For the list of available coloring maps, please refer to the Matplotlib documentation. Default: Spectral.

--reverse-cmap BOOLEAN: if true, then min-pi and max-pi values of the percent identities will correspond to the rightmost and leftmost colors of the coloring map, respectively. In the case of Spectral map, alignments with high and low percent identity will be colored in red and blue, respectively. Default: true.

--color STRING: alignments will be colored in the specified color. The value can be a color name (e.g., black) or a HEX code (e.g., #000000). If both --color and --cmap are specified, then the --color option will be used.

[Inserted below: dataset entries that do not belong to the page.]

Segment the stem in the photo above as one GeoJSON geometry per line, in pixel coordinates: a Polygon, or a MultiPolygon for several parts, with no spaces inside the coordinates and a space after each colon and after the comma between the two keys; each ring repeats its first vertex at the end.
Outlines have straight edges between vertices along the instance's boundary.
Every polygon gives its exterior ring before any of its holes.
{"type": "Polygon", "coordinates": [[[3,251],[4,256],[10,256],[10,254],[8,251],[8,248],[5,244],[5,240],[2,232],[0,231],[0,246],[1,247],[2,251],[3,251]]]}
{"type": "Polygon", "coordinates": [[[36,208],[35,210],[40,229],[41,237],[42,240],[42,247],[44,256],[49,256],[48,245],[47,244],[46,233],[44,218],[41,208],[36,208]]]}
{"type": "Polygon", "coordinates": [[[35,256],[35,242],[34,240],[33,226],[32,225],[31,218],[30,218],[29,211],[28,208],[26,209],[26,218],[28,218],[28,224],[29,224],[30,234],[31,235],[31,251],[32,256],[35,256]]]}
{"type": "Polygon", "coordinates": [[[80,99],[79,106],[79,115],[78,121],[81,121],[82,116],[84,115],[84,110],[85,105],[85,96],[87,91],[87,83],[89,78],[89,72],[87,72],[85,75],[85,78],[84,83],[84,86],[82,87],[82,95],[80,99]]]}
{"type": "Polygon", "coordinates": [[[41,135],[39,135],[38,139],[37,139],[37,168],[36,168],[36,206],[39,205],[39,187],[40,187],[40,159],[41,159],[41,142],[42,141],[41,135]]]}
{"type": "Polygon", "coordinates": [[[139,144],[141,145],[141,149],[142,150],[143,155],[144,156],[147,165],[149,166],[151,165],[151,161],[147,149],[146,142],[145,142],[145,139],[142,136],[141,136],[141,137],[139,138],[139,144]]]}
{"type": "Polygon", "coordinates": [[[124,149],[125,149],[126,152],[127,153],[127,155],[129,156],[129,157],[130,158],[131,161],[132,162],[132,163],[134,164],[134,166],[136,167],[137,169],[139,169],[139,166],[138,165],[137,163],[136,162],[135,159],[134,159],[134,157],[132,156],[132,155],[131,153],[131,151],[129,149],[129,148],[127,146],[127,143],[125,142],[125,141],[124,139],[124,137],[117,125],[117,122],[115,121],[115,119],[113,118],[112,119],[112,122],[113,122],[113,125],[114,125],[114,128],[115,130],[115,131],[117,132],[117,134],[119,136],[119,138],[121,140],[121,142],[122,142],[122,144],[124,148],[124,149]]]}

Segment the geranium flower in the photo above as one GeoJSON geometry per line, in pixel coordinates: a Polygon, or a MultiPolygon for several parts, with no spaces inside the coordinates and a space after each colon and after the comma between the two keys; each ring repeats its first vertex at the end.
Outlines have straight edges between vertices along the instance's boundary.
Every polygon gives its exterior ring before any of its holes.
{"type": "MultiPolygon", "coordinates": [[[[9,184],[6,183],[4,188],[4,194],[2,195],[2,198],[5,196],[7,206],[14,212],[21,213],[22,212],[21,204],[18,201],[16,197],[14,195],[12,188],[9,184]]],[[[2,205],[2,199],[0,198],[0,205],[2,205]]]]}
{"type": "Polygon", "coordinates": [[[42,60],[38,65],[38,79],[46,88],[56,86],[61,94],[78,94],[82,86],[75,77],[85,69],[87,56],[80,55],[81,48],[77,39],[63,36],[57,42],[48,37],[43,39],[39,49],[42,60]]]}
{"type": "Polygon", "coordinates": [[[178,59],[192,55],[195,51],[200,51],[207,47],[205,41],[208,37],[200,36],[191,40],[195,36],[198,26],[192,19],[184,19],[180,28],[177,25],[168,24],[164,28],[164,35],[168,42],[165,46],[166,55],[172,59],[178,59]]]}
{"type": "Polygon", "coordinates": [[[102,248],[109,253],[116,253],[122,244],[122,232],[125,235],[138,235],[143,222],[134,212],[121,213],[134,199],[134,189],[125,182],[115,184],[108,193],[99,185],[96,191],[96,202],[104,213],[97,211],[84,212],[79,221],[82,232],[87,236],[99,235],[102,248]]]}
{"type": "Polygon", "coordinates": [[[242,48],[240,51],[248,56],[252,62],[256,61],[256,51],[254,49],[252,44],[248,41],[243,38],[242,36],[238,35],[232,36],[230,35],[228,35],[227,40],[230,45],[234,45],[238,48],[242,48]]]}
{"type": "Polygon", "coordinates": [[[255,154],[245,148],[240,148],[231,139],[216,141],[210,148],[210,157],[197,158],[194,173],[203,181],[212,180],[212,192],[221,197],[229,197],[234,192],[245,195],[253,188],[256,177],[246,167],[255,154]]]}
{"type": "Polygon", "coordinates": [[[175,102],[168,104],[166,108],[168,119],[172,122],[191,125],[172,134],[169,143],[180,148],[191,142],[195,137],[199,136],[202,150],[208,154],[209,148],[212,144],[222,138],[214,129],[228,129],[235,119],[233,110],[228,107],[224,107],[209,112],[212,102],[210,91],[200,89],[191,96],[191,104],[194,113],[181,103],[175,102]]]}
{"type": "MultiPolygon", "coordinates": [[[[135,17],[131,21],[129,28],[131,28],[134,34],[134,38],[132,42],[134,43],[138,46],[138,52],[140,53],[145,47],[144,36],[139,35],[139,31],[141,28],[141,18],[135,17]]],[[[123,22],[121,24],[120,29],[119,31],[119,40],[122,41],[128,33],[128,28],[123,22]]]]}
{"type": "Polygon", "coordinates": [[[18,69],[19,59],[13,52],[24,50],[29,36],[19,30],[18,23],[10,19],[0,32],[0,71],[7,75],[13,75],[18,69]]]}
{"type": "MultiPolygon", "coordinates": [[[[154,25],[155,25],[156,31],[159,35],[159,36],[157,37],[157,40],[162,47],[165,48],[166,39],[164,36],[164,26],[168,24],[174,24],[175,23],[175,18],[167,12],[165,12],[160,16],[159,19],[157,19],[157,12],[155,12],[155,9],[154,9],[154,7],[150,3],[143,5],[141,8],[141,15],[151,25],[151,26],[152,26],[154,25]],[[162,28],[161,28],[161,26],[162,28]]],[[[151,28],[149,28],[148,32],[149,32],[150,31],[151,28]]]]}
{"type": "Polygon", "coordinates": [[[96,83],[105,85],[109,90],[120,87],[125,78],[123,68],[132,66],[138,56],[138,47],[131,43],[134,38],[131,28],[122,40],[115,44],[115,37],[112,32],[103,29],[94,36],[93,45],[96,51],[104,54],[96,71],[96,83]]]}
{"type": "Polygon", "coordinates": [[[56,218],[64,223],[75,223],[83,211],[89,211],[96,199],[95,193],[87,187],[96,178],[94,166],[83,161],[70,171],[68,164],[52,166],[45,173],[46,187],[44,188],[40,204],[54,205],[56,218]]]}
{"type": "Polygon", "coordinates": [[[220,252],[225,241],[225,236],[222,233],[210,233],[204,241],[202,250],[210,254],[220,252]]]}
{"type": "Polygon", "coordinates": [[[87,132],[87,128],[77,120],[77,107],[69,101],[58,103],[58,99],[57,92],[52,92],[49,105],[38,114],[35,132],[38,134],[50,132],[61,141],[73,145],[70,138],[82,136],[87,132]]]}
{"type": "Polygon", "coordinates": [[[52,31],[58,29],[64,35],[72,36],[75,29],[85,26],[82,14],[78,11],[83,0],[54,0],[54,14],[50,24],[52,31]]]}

--min-pi FLOAT: the alignment percent identity value that will be used to determine the color of the least similar alignments. Default: 85.

--max-pi FLOAT: the alignment percent identity value that will be used to determine the color of the most similar alignments. Default: 100.

--min-len INT: only alignments of lengths exceeding min-len will be visualized. Default: 5000.

--lwidth INT: the width of lines showing alignments on the final plot. Default: 1.

--lower: if specified, alignments will be visualized as a lower triangular matrix instead of an upper triangular matrix.

--show-annot: if specified, annotations will be extracted from INPUT_CONFIG.CSV (column Annotation) and shown on the side of the plot.

--hide-legend: if true, then the legend will not be added to the plot.

--show-bp: show horisontal line of alignment breakpoints.

--bp-color #COLOR: color of breakpoint lines. Default is #7F7F7F (grey).

--bp-min-len INT: minimum length of the alignment to frame with lines. Default is 10000.

--bp-lwidth INT: the width of lines framing the alignemnt breakpoints. Default is 0.2.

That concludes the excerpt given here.